İnsanları yaratan Rabbimiz (cc) onları, ikaz ve inzar etmeleri için birçok Peygamberler göndermiştir…
Bu Peygamberlerin (as) uyarı ve ikazlarını, İnsanların çoğu kale almamış, onlarla alay edip ve getirdikleri İlahi mesajı reddetmişlerdir…

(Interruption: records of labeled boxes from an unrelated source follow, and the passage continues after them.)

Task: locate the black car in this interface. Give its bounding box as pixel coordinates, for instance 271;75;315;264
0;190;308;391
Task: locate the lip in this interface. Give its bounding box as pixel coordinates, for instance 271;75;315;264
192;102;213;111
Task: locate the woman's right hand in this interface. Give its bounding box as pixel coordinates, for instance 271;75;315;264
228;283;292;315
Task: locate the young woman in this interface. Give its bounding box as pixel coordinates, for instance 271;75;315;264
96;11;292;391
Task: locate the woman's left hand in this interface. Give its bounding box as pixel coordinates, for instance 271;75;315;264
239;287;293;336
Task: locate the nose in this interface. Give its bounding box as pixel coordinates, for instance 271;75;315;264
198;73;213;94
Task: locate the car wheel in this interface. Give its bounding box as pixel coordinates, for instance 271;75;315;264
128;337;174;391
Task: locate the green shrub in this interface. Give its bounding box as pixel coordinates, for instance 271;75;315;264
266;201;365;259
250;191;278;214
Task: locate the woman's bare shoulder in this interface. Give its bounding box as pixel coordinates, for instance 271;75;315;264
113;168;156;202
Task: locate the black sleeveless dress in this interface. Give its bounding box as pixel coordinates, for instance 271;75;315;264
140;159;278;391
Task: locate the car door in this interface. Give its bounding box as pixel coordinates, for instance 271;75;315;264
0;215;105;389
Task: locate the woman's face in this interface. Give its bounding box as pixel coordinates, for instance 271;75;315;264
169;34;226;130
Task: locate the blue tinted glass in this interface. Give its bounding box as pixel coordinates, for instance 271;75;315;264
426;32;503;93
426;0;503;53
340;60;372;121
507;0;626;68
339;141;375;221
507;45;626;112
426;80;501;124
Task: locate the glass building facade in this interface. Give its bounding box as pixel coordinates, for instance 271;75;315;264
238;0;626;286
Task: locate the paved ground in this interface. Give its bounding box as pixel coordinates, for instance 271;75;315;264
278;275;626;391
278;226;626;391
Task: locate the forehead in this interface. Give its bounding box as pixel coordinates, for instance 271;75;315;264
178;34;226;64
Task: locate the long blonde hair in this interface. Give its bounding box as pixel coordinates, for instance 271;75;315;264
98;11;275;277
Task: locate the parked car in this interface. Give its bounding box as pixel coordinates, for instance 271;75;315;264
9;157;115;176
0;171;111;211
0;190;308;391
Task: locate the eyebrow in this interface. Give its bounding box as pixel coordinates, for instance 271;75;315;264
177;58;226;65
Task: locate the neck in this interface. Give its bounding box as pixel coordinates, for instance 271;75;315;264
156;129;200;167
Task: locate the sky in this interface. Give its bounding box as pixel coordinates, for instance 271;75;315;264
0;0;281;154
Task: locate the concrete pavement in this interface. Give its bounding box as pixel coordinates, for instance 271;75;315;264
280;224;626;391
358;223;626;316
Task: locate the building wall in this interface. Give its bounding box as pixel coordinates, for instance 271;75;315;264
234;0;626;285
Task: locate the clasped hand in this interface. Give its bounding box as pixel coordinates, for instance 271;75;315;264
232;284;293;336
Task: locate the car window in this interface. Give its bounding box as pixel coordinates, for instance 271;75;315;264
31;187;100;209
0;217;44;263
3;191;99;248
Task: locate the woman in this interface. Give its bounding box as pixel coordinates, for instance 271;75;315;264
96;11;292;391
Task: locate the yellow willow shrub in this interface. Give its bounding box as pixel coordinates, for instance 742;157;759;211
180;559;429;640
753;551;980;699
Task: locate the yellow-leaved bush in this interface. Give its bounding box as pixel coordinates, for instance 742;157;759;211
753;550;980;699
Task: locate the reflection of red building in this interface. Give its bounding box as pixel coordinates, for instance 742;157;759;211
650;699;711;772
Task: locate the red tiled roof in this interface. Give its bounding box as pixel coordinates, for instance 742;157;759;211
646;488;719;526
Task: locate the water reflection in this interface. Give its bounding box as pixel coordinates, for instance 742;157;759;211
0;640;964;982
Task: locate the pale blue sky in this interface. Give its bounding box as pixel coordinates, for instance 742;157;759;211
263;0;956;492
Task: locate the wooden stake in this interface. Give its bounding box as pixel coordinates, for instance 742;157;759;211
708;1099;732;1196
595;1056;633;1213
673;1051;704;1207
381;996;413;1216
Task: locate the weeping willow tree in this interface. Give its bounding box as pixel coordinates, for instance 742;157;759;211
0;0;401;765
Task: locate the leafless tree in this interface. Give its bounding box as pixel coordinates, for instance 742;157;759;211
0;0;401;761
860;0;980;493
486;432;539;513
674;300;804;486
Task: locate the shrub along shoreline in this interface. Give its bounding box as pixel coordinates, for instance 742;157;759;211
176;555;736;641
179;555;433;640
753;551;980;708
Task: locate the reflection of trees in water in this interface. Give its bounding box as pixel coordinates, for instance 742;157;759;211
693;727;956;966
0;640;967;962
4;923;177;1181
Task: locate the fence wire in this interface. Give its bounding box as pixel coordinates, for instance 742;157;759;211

Özellikle de, o toplumların mele, mütref, zengin, güç ve iktidar sahibi kimseleri, bu Peygamber’lere karşı çok sert bir muhalefette bulunmuşlar, onların davet ve davasını rahat bir şekilde anlatıp, yayıp ve yaşamasının önüne setler çekmişler ve onları susturup, mesajlarının da kitleler tarafından kabul edilip ve anlaşılmasını engellemeye çalışmışlardır…
Çünkü tüm Peygamberler;
1. İnkılapçı, değişimci bir ruha sahiptiler
2. Mevcut statükoyu red ile işe başladılar,
3. Hakimiyet ve otoritenin, tümüyle Allah’a ait bir hak olduğu gerçeğini daha ilk başta, ısrarla vurguladılar,
4. Toplumların ancak tevhidi bir inanç, kimlik ve yaşayışla özgürleşebileceklerine vurgu yaptılar.
5. İnsanları başkalarına değil, sadece Allah’a halis manada kul olmaya davet ettiler,
6. Meşruiyetin kaynağının Allah (cc) olduğunu ifade ettiler
7. Bütün bunların gerçekleşmesi içnde yeni bir ruh, toplum ve nizamın inşa edilmesi için mücadele ettiler…(ümmet)
Tüm bu saydığımız akide ve düşüncelerden dolayı, hiçbir oligarşik rejim, otorite kendi sistemlerini kökünden sarsıp ve de yok edecek olan bu davete seyirci kalamazdı ve kalmadılar da…
Bir toplum iyice çığırından çıktığı, haddi aştığı, tüm kötülükleri işlediği zaman, Allah(cc) o topluma uyarı ve ikazlarda bulunması ve tebliğ davetini yapması için Peygamberler (as) göndermiştir…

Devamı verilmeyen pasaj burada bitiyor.